Harvard Researchers Bridge Healthcare Gaps Using Insurance Data to Help More Patients
Harvard Medical School researchers have developed an innovative method using real-world insurance data to extend life-saving medical knowledge to patients traditionally left out of clinical trials. Their groundbreaking approach is already helping more people access effective treatments and informing global health guidelines.
When it comes to medical research, some patients have been falling through the cracks. Pregnant women, diverse populations, and people needing combination therapies often miss out on the benefits of clinical trials. But Harvard Medical School researchers Sebastian Schneeweiss and Shirley Wang are changing that with an inspiring solution that's already making waves in global healthcare.
The dynamic duo has spent nearly a decade perfecting a method that uses real-world insurance data from Medicare and Medicaid to answer critical medical questions that traditional trials simply cannot address. Their project, called RCT-DUPLICATE, transforms routine insurance claims into actionable evidence that can help doctors make better treatment decisions for all their patients.
"We're sitting on this huge pile of longitudinal and patient-level data," explains Schneeweiss, who serves as chief of the Division of Pharmacoepidemiology and Pharmacoeconomics at Brigham and Women's Hospital. The team recognized that only a tiny fraction of this wealth of information was being used to help patients, and they set out to change that.
The approach is elegantly simple yet powerfully effective. The researchers recreate clinical trial designs using real-world data, then compare their findings against actual trial results to validate their methods. When their emulations closely match the original trials, they know they can confidently expand the research to answer new questions about different patient populations or additional health outcomes.

The Ripple Effect of this work is already touching lives around the globe.

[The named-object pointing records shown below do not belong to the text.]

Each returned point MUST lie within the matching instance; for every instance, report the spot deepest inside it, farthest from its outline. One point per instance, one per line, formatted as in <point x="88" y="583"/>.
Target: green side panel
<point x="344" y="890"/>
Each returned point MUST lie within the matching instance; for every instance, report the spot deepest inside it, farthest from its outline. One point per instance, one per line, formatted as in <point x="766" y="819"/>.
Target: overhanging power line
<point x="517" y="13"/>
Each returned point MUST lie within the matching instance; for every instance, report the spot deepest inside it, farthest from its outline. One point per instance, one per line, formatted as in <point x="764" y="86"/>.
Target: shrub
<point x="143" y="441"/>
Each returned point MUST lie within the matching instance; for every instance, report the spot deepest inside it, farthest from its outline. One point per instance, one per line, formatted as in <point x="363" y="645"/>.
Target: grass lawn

Instructor Nils Krüger recently used this framework to discover that popular GLP-1 medications like semaglutide and tirzepatide provide remarkable cardiovascular benefits beyond their original FDA approval for obesity and Type 2 diabetes. His analysis showed these drugs lowered the risk of hospitalization for heart failure or death by an impressive 40 percent.
This discovery didn't just sit in an academic journal. The World Health Organization incorporated these findings into their international guidelines for GLP-1 medicines, and the American Medical Association recognized the work among their "Research of the Year" selections for 2025. That's real-world impact helping real-world patients.
In another recent breakthrough, Krüger demonstrated that two competing GLP-1 medications provide comparable cardiovascular benefits, clearing up confusion from conflicting company claims. This kind of unbiased information empowers doctors and patients to make informed choices based on factors like cost and availability rather than marketing hype.
Wang emphasizes the practical benefits with enthusiasm. "We love RCTs, but they can't answer all questions," she says. Their work is helping justify insurance coverage for effective treatments, meaning more people can actually access the medications that could help them.
The team has gone to great lengths to maintain scientific rigor, publishing their methods before running analyses and even predicting unpublished trial results to prove their approach works. Their transparency and success are gradually winning over skeptics who once dismissed real-world evidence.
For patients who have been excluded from traditional trials or who need answers faster than years-long studies can provide, this Harvard team is opening doors to better, more personalized healthcare. They're proving that innovation isn't just about discovering new drugs but also about finding smarter ways to use the information we already have to help more people live healthier lives.